Rebecca Carey Charland endured a difficult pregnancy, as she developed antiphospholipid syndrome, a condition where the immune system attacks the body’s natural proteins. The problem, which frequently leads to blood clots, caused her to miscarry during the pregnancy. After undergoing an ultrasound, it was confirmed that the baby was lost. Her obstetrician directed her to the Washington Surgi-Clinic, the facility of late-term abortionist Cesare F. Santangelo for removal of the deceased fetus.

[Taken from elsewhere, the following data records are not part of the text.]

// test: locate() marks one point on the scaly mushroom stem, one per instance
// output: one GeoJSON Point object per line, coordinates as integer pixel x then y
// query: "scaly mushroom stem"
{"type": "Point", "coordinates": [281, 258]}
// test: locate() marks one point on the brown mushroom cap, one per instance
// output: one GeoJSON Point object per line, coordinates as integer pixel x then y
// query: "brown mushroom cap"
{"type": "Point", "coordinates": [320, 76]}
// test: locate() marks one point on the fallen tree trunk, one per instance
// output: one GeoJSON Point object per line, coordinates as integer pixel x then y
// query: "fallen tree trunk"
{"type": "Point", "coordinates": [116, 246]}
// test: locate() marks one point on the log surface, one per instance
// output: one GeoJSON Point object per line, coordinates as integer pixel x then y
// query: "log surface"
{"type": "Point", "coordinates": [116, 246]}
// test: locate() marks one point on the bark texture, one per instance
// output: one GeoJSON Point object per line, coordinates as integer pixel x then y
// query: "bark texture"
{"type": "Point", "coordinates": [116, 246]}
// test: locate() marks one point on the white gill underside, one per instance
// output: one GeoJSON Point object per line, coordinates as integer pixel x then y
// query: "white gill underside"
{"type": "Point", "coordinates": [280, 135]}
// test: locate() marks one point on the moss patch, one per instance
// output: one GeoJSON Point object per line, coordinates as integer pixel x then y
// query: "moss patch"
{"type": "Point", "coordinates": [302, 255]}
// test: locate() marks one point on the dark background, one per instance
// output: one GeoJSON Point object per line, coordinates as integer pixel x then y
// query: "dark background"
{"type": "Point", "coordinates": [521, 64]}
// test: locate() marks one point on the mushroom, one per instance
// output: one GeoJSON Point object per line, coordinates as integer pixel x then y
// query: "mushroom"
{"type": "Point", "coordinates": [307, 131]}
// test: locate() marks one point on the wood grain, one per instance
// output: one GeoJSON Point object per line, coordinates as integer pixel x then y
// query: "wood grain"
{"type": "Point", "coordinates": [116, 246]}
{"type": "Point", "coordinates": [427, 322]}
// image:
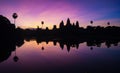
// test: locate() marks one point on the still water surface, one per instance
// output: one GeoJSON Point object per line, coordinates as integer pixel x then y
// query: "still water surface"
{"type": "Point", "coordinates": [50, 58]}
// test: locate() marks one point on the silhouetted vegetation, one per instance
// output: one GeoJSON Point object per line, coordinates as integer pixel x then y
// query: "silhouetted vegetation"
{"type": "Point", "coordinates": [70, 35]}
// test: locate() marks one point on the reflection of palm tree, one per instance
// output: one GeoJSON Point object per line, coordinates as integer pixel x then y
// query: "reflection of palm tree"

Charland visited Santangelo’s office for the insertion of laminaria dilators and returned the following day. It was determined she was not properly dilated; therefore, more dilators were put in and she was told to come back the next day. Approximately two hours later, she returned to the clinic complaining of pain in the abdominal region. Santangelo then proceeded with the procedure. Amid the process, Charland’s oxygen levels fell, she began turning blue, and an ambulance was called. She was transported to George Washington University Hospital while a defibrillator was used to maintain her heartbeat. She was determined to have severe uterine bleeding and died shortly thereafter.
An autopsy was performed on Charland revealing that “fetal debris” had entered her bloodstream and reached her lungs. Her family filed a medical malpractice claim which insisted that she had not been made aware of the potential for her conditions to have fatal consequences. In addition, they said she was not told of the option of remaining in the hospital for the procedure rather than going to Washington Surgi-Clinic. If she had chosen to remain in the hospital, Santangelo would have been unable to treat her because he lacked hospital privileges.
The lawsuit alleged that Santangelo ignored Charland’s existing medical conditions when he prescribed her a blood-thinner. Other allegations included a failure to execute informed consent and failures associated with responding to the symptoms that existed and adherence to medical standards. The family sought financial compensation in the claim of $80 million. Months later, the suit was abruptly dismissed according to court records at the request of both parties, likely indicating a confidential settlement agreement was reached.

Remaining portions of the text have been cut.